Dengue virus (DENV) is an enveloped flavivirus with a positive-sense RNA genome transmitted by Aedes mosquitoes, causing the most important arthropod-borne viral disease affecting humans. Relatively few cis-acting RNA regulatory elements have been described in the DENV coding-region. Here, by introducing silent mutations into a DENV-2 infectious clone, we identify the conserved capsid-coding region 1 (CCR1), an RNA sequence element that regulates viral replication in mammalian cells and to a greater extent in Ae. albopictus mosquito cells. These defects were confirmed in vivo, resulting in decreased replication in Ae. aegypti mosquito bodies and dissemination to the salivary glands. Furthermore, CCR1 does not regulate translation, RNA synthesis or virion retention but likely modulates assembly, as mutations resulted in the release of non-infectious viral particles from both cell types. Understanding the role of CCR1 could help characterize the poorly-defined stage of assembly in the DENV life cycle and uncover novel anti-viral targets.
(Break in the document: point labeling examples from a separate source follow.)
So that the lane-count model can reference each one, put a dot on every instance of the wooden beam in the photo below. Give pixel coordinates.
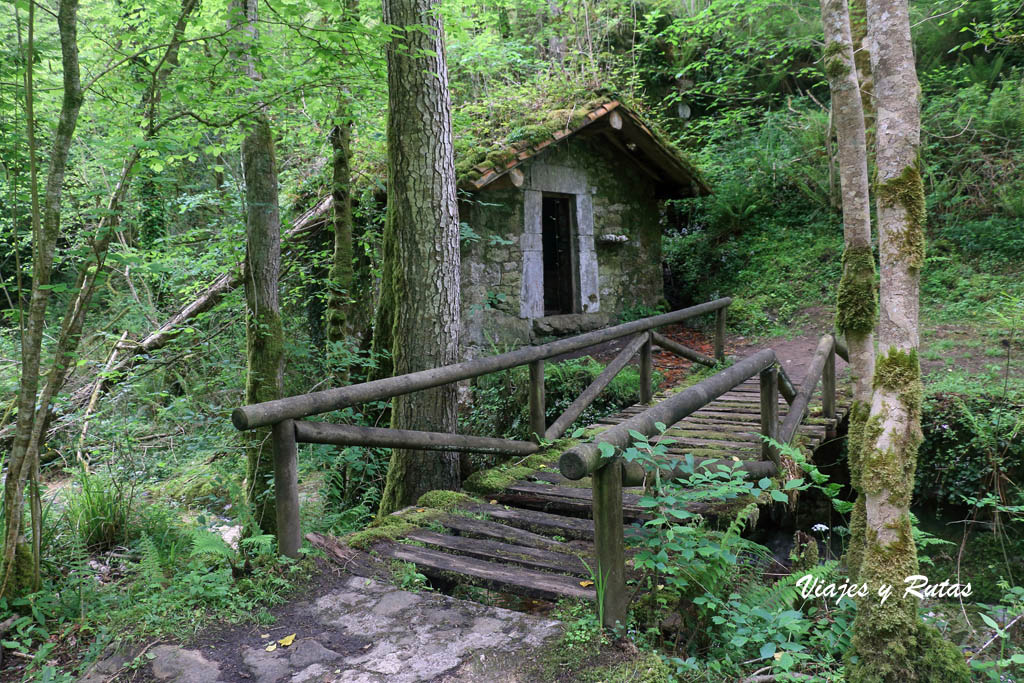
(325, 432)
(589, 394)
(586, 458)
(257, 415)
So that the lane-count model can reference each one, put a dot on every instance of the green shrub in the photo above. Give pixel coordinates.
(99, 509)
(970, 440)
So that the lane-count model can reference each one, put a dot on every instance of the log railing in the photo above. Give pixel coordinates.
(286, 416)
(610, 474)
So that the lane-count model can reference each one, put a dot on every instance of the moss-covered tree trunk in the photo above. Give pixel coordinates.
(890, 643)
(856, 308)
(264, 335)
(862, 60)
(420, 290)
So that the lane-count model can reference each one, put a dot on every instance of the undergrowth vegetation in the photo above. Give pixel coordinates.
(145, 532)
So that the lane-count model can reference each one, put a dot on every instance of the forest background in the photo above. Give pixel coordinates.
(152, 468)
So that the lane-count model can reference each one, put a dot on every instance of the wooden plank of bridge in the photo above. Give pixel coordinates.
(536, 538)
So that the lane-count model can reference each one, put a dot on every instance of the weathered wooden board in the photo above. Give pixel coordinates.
(532, 584)
(497, 551)
(489, 529)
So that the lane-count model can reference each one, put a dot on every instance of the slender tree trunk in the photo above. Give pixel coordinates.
(90, 270)
(862, 59)
(24, 454)
(890, 643)
(340, 276)
(856, 309)
(264, 335)
(421, 241)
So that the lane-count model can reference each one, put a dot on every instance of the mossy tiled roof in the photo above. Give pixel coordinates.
(483, 163)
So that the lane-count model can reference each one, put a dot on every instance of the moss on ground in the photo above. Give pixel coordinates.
(448, 501)
(497, 479)
(390, 527)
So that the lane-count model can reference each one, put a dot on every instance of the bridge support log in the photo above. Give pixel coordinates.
(538, 418)
(646, 364)
(325, 432)
(769, 415)
(720, 335)
(609, 545)
(586, 458)
(286, 484)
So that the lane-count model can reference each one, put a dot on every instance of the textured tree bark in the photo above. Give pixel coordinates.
(856, 308)
(264, 335)
(889, 642)
(261, 273)
(340, 278)
(862, 59)
(24, 455)
(420, 291)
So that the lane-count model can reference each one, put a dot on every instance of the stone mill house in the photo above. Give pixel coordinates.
(562, 232)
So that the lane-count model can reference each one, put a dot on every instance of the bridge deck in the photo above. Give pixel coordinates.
(536, 537)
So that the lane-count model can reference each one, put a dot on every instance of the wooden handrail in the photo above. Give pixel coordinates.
(282, 414)
(610, 474)
(798, 409)
(585, 459)
(324, 432)
(259, 415)
(589, 394)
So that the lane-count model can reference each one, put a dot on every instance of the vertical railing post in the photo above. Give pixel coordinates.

► CCR1 is conserved in nucleotide sequence and predicted structure in DENV and TBE. ► CCR1 is a regulatory RNA sequence element in mosquito and less so in mammalian cells. ► Mutating CCR1 reduces viral replication & dissemination in Ae. aegypti mosquitoes. ► CCR1 does not affect viral RNA translation, synthesis, stability or virus retention. ► Mutating CCR1 results in the release of non-infectious viral particles.